Androgen excess is a key feature of polycystic ovary syndrome (PCOS), but the underlying molecular mechanism remains unclear.

To determine the role and mechanism of novel long noncoding RNA (lncRNA) highly up-regulated in PCOS (HUPCOS) in the androgen excess of PCOS patients.

The lncRNA expression profile in granulosa cells derived from PCOS and non-PCOS women were analyzed by using microarray assay. Human granulosa cell line KGN was used for mechanism investigation.

This was a university-based study.

Thirty-eight PCOS and 38 control patients were recruited: 8 PCOS and 8 control samples used for microarray discovery, the remaining 30 PCOS cases and 30 controls for quantitative RT-PCR validation.

The aberrant expression lncRNA profile of PCOS patients was measured using microarray. The relationship of HUPCOS and follicular fluid testosterone was measured. Aromatase expression were analyzed after HUPCOS downregulation. HUPCOS interaction protein was confirmed by RNA pull-down.

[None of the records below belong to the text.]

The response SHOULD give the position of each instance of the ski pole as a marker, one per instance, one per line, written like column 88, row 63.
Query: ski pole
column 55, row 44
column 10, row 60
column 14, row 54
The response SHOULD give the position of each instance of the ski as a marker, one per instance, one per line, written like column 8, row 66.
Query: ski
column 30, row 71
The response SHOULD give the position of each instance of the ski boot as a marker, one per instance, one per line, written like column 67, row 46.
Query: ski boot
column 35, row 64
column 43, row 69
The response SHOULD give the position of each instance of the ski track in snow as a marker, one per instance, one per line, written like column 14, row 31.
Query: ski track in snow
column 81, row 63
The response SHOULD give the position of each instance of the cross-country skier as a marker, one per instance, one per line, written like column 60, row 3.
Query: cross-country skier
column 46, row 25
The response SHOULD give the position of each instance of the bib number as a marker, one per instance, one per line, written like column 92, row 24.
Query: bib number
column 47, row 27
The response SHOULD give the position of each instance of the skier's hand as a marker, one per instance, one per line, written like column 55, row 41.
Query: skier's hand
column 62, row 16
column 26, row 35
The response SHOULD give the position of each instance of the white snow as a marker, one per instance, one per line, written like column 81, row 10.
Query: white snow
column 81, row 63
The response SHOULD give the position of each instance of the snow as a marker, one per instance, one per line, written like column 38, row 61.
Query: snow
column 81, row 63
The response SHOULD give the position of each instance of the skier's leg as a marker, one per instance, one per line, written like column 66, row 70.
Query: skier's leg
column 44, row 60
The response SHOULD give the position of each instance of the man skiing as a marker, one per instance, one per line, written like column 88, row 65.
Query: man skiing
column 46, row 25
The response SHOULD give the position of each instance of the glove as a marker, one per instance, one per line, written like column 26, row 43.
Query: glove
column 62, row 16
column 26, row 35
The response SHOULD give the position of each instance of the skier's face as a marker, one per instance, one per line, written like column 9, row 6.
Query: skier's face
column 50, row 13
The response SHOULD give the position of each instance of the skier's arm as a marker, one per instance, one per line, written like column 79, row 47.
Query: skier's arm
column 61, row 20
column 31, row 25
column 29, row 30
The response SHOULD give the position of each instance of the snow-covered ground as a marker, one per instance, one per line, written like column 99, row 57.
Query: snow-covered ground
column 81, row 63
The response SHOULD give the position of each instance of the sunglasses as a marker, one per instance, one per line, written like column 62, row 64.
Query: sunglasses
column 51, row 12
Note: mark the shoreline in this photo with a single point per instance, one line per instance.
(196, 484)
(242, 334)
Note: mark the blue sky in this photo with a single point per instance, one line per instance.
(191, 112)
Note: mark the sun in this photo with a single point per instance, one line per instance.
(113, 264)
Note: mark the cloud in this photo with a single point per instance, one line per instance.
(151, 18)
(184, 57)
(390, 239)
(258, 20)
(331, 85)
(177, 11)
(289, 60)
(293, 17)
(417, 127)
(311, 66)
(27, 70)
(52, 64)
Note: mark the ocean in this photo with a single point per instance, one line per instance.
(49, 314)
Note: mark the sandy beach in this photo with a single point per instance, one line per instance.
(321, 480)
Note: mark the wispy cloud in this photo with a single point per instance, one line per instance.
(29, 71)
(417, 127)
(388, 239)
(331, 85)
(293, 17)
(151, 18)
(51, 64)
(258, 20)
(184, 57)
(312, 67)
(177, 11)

The significantly elevated lncRNA in PCOS granulosa cells was named HUPCOS, which was positively correlated with follicular fluid testosterone of PCOS patients. HUPCOS downregulation increased aromatase expression and promoted conversion of androgen to estrogen. RNA-binding protein with multiple splicing (RBPMS) was the most likely protein that combined with HUPCOS.

Our findings suggested that HUPCOS mediated androgen excess in follicular fluid of PCOS patients by suppressing aromatase expression via interaction with RBPMS.